Trois ans et demi après la révolution des parapluies, qui avait débouché sur l’occupation du centre-ville durant 79 jours pour exiger des élections au suffrage universel, Hongkong vit sous une chape de plomb imposée par Pékin. «Sous le règne de l’empereur Xi Jinping, nous subissons une répression toujours plus forte», grince Joshua Wong, l’un des meneurs de ce mouvement et fondateur du parti Demosisto.

Le jeune homme fluet de 21 ans en pantacourt et baskets, qui promène avec lui un sac à dos d’étudiant, vient de passer plusieurs mois en prison pour son implicatio­n dans les manifestat­ions de 2014. «J’ai goûté à la privation de liberté, livre-t-il, sans quitter son téléphone des yeux. Cela m’a donné encore plus envie de me battre.»

Il n’est pas le seul activiste à avoir été emprisonné. Deux autres leaders du mouvement Occupy, Nathan Law et Alex Chow, ont passé plusieurs mois derrière les barreaux l’année dernière. Début juin, deux militants, Sixtus Leung et Wai Ching-yau, ont écopé d’un mois de prison.

Les deux fondateurs du parti Youngspira­tion sont accusés d’avoir forcé le passage pour pénétrer dans le parlement en novembre 2016, après en avoir été évincés pour avoir saboté leur prise de serment. Ils s’étaient enveloppés dans un drapeau orné de la phrase «Hongkong n’est pas la Chine» et avaient utilisé le mot «Cheena» pour évoquer l’Empire du Milieu, un terme péjoratif employé par les troupes impériales japonaises durant la Seconde Guerre mondiale.

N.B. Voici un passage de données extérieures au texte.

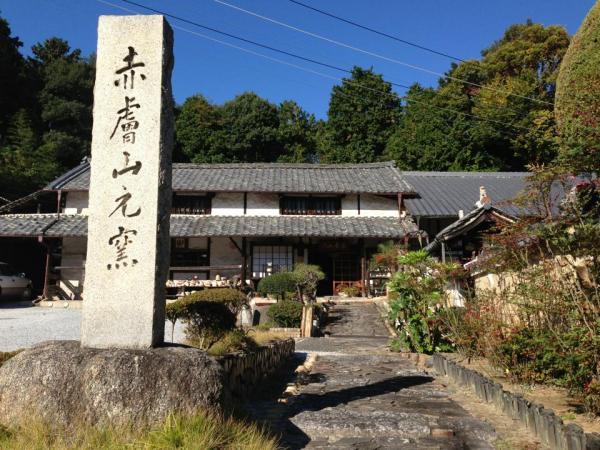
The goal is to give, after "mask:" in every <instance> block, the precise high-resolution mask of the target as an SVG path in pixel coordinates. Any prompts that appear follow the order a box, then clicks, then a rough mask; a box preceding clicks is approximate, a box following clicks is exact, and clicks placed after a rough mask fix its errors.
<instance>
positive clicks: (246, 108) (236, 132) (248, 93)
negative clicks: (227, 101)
mask: <svg viewBox="0 0 600 450" xmlns="http://www.w3.org/2000/svg"><path fill="white" fill-rule="evenodd" d="M222 114H223V121H224V130H225V146H224V147H225V148H226V149H227V156H226V158H227V159H228V161H229V162H269V161H275V160H276V159H277V157H278V156H279V155H280V154H281V148H280V145H279V143H278V131H279V116H278V111H277V106H275V105H274V104H272V103H270V102H268V101H267V100H265V99H263V98H261V97H259V96H258V95H256V94H255V93H253V92H245V93H243V94H241V95H238V96H237V97H235V98H234V99H233V100H230V101H228V102H227V103H225V104H224V105H223V106H222Z"/></svg>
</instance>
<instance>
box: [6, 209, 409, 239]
mask: <svg viewBox="0 0 600 450" xmlns="http://www.w3.org/2000/svg"><path fill="white" fill-rule="evenodd" d="M417 234H419V230H418V228H417V226H416V224H415V223H414V221H413V220H412V219H410V218H403V219H398V218H392V217H390V218H388V217H344V216H193V215H172V216H171V236H172V237H278V236H286V237H329V238H382V239H402V238H404V237H406V236H415V237H416V236H417ZM0 236H10V237H15V236H18V237H35V236H44V237H85V236H87V217H86V216H83V215H64V214H63V215H61V216H57V215H56V214H8V215H0Z"/></svg>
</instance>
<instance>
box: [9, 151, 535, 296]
mask: <svg viewBox="0 0 600 450" xmlns="http://www.w3.org/2000/svg"><path fill="white" fill-rule="evenodd" d="M89 174H90V167H89V163H85V164H82V165H80V166H78V167H76V168H75V169H73V170H71V171H69V172H68V173H66V174H64V175H63V176H61V177H60V178H58V179H56V180H55V181H53V182H52V183H50V184H49V185H48V186H47V187H46V188H45V190H46V191H47V192H48V193H49V195H54V196H55V198H56V201H57V212H56V213H52V214H4V215H0V260H2V259H11V258H12V259H17V260H19V258H20V257H21V255H19V252H21V250H23V252H24V253H27V254H29V256H28V258H29V260H30V261H31V264H33V263H34V262H35V264H36V267H39V269H37V272H39V273H38V275H37V277H36V276H34V277H33V278H34V284H35V285H36V287H37V288H38V290H42V287H43V291H44V292H43V295H44V296H45V297H52V296H58V297H62V298H73V299H78V298H82V296H84V284H85V261H86V246H87V212H88V187H89ZM525 176H526V173H510V174H502V173H461V172H448V173H442V172H401V171H399V170H398V169H397V168H396V167H395V165H394V163H391V162H383V163H371V164H338V165H326V164H277V163H261V164H174V165H173V202H172V215H171V263H170V272H169V278H170V280H172V283H173V284H177V283H178V282H179V281H181V280H189V279H193V280H215V279H223V278H226V279H232V278H234V277H237V278H239V279H241V280H249V281H257V280H259V279H260V278H262V277H265V276H268V275H269V274H270V273H274V272H277V271H280V270H289V269H292V268H293V266H294V264H296V263H298V262H307V263H311V264H317V265H319V266H320V267H321V268H322V269H323V271H324V272H325V274H326V276H327V278H326V279H325V280H324V281H323V282H322V283H321V286H320V287H319V295H334V294H336V293H337V292H339V290H340V289H341V288H343V287H346V286H349V285H350V286H356V287H359V288H360V289H361V290H362V291H363V293H364V294H366V293H367V291H368V288H369V283H370V280H369V271H368V261H369V259H370V256H371V255H372V253H373V252H375V250H376V248H377V244H379V243H381V242H384V241H388V240H394V241H397V242H401V243H406V244H407V245H410V246H412V247H413V248H414V247H419V246H425V245H427V243H428V236H431V237H432V238H433V237H434V236H436V234H437V233H438V232H439V231H440V230H441V229H443V228H445V227H446V226H448V225H449V224H451V223H452V222H454V221H455V220H457V219H458V218H459V215H460V214H461V212H460V211H461V210H462V211H464V212H465V213H466V212H468V211H470V210H471V209H473V208H474V203H475V201H476V200H477V198H478V194H477V193H478V190H479V187H480V186H482V185H485V186H486V188H487V189H488V192H489V193H490V195H491V196H493V197H494V199H495V200H497V201H500V200H508V199H510V198H512V197H514V196H515V195H516V194H517V193H518V191H519V190H520V189H522V188H523V186H524V183H525V181H524V178H525ZM25 249H26V251H25ZM4 255H6V257H5V256H4ZM17 265H18V264H17ZM21 267H22V265H21ZM23 270H25V269H23ZM31 271H32V270H31V269H30V270H29V272H31Z"/></svg>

«Pékin est intervenu directemen­t pour exiger qu’ils soient démis de leurs fonctions, avant même que les tribunaux hongkongai­s ne puissent se prononcer», note Cheung Chor-yung, un politologu­e de la City University de Hongkong. Du jamais vu dans cette ancienne colonie britanniqu­e censée bénéficier d’une autonomie quasi complète face à Pékin jusqu’en 2047, sous l’égide de la doctrine: «Un pays, deux systèmes».

En juillet dernier, quatre autres parlementa­ires, qui avaient prêté serment en citant Gandhi ou en brandissan­t un parapluie jaune, ont subi le même sort. Depuis, les démocrates n’ont plus le quorum nécessaire pour mettre un veto au parlement local. La candidate choisie par Demosisto pour remplacer l’un des élus évincés, Agnes Chow Ting, a été interdite de se présenter en raison de son soutien à un référendum d’autodéterm­ination.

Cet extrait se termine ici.